Produced by David Widger
A MODERN CHRONICLE
By Winston Churchill
BOOK II
Volume 3.
CHAPTER I
SO LONG AS YE BOTH SHALL LIVE!
It was late November. And as Honora sat at the window of the drawing-room of the sleeping car, life seemed as fantastic and unreal as the moss-hung Southern forest into which she stared. She was happy, as a child is happy who is taken on an excursion into the unknown. The monotony of existence was at last broken, and riven the circumscribing walls. Limitless possibilities lay ahead.
The emancipation had not been without its pangs of sorrow, and there were moments of retrospection--as now. She saw herself on Uncle Tom's arm, walking up the aisle of the old church. How many Sundays of her life had she sat watching a shaft of sunlight strike across the stone pillars of its gothic arches! She saw, in the chancel, tall and grave and pale, Peter Erwin standing beside the man with the flushed face who was to be her husband. She heard again the familiar voice of Dr. Ewing reciting the words of that wonderful introduction. At other weddings she had been moved. Why was her own so unrealizable?
"Honora, wilt thou have this man to thy wedded husband, to live together after God's ordinance in the holy state of Matrimony? Wilt thou obey him, and serve him, love, honour, and keep him in sickness and in health; and, forsaking all others, keep thee only unto him, so long as ye both shall live?"

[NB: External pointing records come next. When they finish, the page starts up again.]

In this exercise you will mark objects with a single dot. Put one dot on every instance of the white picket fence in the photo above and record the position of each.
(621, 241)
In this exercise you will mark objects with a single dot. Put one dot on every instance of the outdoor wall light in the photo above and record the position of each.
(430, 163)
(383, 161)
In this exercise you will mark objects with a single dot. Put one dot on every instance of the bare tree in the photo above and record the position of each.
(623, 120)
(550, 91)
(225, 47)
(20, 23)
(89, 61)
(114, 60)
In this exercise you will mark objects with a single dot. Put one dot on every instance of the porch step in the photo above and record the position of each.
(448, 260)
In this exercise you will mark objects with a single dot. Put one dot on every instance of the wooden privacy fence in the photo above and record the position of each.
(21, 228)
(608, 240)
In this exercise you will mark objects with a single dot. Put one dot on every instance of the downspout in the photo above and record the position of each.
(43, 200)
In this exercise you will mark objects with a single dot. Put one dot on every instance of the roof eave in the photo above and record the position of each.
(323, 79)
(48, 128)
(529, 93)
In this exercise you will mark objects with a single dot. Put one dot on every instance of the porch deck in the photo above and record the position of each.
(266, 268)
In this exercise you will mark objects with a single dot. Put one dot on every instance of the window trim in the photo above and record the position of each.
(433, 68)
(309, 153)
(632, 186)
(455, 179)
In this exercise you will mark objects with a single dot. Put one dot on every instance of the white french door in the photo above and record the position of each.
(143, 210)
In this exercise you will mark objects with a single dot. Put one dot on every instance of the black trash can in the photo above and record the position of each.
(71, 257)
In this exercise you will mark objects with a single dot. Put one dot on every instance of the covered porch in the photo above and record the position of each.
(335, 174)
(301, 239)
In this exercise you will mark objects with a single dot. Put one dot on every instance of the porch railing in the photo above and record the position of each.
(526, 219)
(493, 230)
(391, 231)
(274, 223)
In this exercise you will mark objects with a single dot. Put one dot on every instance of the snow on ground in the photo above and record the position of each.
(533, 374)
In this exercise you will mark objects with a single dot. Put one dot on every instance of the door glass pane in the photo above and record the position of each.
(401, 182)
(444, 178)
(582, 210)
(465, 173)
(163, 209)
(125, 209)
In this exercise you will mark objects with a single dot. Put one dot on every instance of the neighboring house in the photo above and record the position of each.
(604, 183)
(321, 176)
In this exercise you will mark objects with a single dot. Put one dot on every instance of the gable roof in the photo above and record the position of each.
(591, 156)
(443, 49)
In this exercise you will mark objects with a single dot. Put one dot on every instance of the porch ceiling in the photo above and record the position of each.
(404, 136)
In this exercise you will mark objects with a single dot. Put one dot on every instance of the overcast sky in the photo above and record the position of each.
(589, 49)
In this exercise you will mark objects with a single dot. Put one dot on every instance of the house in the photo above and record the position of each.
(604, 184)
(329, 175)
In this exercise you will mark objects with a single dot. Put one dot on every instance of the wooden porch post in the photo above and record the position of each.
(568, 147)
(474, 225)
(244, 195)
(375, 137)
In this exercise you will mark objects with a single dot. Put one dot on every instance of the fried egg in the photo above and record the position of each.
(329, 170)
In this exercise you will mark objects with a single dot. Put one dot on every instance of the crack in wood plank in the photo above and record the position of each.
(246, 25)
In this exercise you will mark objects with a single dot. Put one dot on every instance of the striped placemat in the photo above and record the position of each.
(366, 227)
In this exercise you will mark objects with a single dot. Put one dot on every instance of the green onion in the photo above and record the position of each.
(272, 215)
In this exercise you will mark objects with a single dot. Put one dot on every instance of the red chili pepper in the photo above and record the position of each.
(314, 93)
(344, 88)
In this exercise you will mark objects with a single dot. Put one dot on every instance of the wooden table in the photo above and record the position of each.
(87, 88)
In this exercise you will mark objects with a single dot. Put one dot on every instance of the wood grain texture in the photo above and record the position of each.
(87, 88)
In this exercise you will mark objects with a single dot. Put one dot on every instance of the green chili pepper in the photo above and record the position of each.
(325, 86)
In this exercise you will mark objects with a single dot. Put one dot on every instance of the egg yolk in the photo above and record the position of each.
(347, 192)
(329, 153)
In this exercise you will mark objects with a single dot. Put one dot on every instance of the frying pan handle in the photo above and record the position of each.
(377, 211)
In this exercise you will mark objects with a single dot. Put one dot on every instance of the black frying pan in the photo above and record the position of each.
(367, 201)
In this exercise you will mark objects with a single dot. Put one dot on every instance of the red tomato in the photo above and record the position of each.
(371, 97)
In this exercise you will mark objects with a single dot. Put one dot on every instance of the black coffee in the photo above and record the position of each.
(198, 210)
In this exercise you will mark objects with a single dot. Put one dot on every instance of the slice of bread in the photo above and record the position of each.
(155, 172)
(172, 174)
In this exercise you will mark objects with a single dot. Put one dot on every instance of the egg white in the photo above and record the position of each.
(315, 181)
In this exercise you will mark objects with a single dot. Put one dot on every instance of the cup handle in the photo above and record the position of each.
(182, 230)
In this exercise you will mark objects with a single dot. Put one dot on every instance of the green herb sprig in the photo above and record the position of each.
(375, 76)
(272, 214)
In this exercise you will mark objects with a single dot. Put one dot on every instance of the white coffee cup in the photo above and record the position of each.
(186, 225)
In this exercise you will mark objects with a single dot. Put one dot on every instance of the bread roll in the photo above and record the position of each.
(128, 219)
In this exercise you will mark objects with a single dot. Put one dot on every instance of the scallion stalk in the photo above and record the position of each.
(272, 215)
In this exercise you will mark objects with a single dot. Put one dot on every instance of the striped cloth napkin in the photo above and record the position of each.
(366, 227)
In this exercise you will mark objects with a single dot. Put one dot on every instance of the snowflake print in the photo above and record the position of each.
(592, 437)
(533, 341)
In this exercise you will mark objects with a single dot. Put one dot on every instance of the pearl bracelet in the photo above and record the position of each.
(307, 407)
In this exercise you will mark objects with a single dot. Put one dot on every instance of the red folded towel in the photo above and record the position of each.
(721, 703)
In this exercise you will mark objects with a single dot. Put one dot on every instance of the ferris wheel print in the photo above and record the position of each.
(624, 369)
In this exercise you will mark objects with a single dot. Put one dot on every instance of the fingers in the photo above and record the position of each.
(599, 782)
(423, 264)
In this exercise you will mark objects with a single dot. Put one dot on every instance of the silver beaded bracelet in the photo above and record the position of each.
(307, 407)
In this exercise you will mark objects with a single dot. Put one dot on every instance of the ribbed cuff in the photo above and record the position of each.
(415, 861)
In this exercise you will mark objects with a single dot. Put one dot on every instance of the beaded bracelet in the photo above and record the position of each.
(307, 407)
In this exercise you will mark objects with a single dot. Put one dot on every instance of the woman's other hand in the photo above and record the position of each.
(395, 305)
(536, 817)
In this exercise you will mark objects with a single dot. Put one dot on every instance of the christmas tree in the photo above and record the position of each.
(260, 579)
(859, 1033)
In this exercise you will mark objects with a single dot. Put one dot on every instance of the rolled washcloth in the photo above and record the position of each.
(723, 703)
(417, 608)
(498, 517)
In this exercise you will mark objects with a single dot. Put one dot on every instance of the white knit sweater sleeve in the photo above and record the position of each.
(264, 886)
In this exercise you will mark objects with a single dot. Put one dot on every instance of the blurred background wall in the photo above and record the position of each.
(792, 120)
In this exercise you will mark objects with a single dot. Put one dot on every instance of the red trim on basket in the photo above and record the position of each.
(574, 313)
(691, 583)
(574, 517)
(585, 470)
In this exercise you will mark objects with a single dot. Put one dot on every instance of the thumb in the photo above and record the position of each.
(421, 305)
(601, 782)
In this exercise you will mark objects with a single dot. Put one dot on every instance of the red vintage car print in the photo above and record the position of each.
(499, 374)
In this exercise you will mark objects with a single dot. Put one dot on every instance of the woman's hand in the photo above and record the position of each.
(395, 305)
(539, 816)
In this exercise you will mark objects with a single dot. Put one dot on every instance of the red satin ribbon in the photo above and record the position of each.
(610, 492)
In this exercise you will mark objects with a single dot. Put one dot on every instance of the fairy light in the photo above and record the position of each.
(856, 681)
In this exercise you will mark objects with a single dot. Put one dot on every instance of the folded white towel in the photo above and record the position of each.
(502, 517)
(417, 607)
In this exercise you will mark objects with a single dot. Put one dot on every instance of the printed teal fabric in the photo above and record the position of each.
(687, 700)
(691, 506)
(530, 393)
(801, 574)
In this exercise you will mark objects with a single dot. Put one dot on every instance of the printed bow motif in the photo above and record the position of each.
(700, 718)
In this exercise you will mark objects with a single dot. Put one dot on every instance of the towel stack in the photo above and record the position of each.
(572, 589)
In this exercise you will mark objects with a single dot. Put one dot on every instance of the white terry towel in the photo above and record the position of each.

She had promised. And they were walking out of the church, facing the great rose window with its blended colours, and the vaults above were ringing now with the volume of an immortal march.
After that an illogical series of events and pictures passed before her. She was in a corner of the carriage, her veil raised, gazing at her husband, who had kissed her passionately. He was there beside her, looking extremely well in his top hat and frock-coat, with a white flower in his buttonhole. He was the representative of the future she had deliberately chosen. And yet, by virtue of the strange ceremony through which they had passed, he seemed to have changed. In her attempt to seize upon a reality she looked out of the window. They were just passing the Hanbury mansion in Wayland Square, and her eyes fell upon the playroom windows under the wide cornice; and she wondered whether the doll's house were still in its place, its mute inhabitants waiting to be called by the names she had given them, and quickened into life once more.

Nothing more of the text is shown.